In the year A. D. 335 the chaste and modest character of a Christian matron is commended, without any suggestion of the Romish notion of the superior merit of virginity, as follows:
B · M · CVBICVLVM · AVRELIAE · MARTINAE · CASTISSIMAE · ADQVE. PVDICISSIMAE · FEMINAE · QVI · FECIT · IN · CONIVGIO · ANN
· XXIII · D · XIIII—“To one well-deserving. The sleeping-place of Aurelia Martina, a most chaste and modest woman, who passed in wedlock twenty-three years, fourteen days.”

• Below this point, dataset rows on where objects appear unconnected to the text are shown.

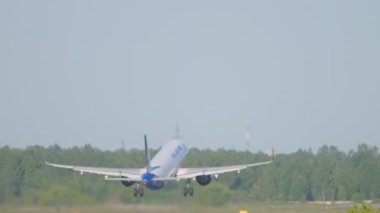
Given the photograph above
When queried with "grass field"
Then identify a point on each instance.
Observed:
(185, 208)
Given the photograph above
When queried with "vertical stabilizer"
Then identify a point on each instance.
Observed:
(147, 155)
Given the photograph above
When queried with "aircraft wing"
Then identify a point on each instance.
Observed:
(184, 173)
(127, 173)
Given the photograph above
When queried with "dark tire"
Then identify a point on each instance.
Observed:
(141, 192)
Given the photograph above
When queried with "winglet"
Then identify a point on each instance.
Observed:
(147, 155)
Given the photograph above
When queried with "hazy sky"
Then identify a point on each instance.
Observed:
(299, 74)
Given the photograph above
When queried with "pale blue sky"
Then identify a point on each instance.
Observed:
(299, 74)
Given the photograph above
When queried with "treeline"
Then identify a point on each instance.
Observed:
(328, 174)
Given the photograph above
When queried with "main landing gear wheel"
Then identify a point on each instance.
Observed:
(188, 190)
(138, 192)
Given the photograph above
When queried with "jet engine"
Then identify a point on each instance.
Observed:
(127, 183)
(203, 180)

The primitive Christians had no doubt of the immediate happiness of those who died in the faith. They were incapable of the blasphemous thought that the atoning blood of Christ was insufficient to wash away their guilt and that therefore they were doomed to penal fires,
Till the foul crimes done in their days of nature
Were burned and purged away.
All the expressions applied to the death of the righteous indicate the assurance of their spirits’ peace and happiness. Thus, in addition to the examples already given, we have, A. D. 339, BENE QVESQVENTI (sic) IN PACE—“Resting well in peace;” A. D. 339, IN PACE DECESSIT, A. D. 349, and A. D. 360, IBIT and EXIBIT IN PACE—“Departed in peace;” A. D. 348, REQVIEVIT—“Entered into rest;” A. D. 353, PAVSABIT—“Will repose;” A. D. 355, QVIESCIT—“He rests,” not REQVIESCAT—“May he rest,” as the Romanists write, but the joyful assurance of present repose in the peace of God; A. D. 359, IVIT AD DEVM—“He went to God;” A. D. 363, SEMPER QVIESCIS SECVRA—“Thou dost repose forever free from care;” A. D. 368, QVIENCIS (sic) IN PACE CONIVX INCOMPARABILIS—“Thou restest in peace, incomparable wife;” A. D. 369, VOCITVS (sic) IIT IN PACE—“Called away, he went in peace;” in A. D. 380, we find AETERNA REQVIES FELICITATIS—“Everlasting rest of happiness.” The Christians, as is asserted in the following, sorrowed not as those without hope: IVLIAE INNOCENTISSIMAE ET DVLCISSIMAE, MATER SVA SPERANS—“To the most sweet and innocent Julia, her mother hoping.” The loved ones were “not lost, but gone before:” PRAECESSIT NOS IN PACE—“He went before us in peace;”
ΠΡΟΑΠΕΛΘΩΝ ΤΟΥ ΚΑΘ ΗΜΑϹ ΒΙΟΥ—“Having gone before from our life.” Sometimes the body seems to be regarded as the clog and fetter of the soul, binding it to earth, as in the following: ABSOLVTVS DE CORPORE—“Set free from the body;” CORPOREOS RVMPENS NEXVS GAVDET IN ASTRIS—“Breaking the bonds of the body, he rejoices in the stars,” that is, in heaven.
The entire inscriptions from which extracts are thus given may be found in De Rossi’s Inscriptiones Christianæ, under the respective dates.
The following, of date A. D. 381, rises to loftier poetical flights, though ignoring the metrical divisions, which are indicated in the copy by parallels:
THEODORA QVAE VIXIT ANNOS XXI M. VII D. XXIII IN PACE.... AMPLIFICAM SEQVITVR VITAM DVM CASTA AFRODITE || FECIT AD ASTRA VIAM CHRISTI MODO GAVDET IN AVLA || RESTITIT HAEC MVNDO SEMPER CAELESTIA QVAERENS || OPTIMA SERVATRIX LEGIS FIDEIQVE MAGISTRA || DEDIT EGREGIAM SANCTIS PER SECVLA MENTEM || INDE EXIMIOS PARADISI REGNAT ODORES || TEMPORE CONTINVO VERNANT VBI GRAMINA RIVIS || EXPECTATQVE DEVM SVPERAS QVO SVRGAT AD AVRAS || HOC POSVIT CORPVS TVMVLO MORTALIA LINQVENS || FVNDAVITQVE LOCVM CONIVNX EVACRIVS INSTANS.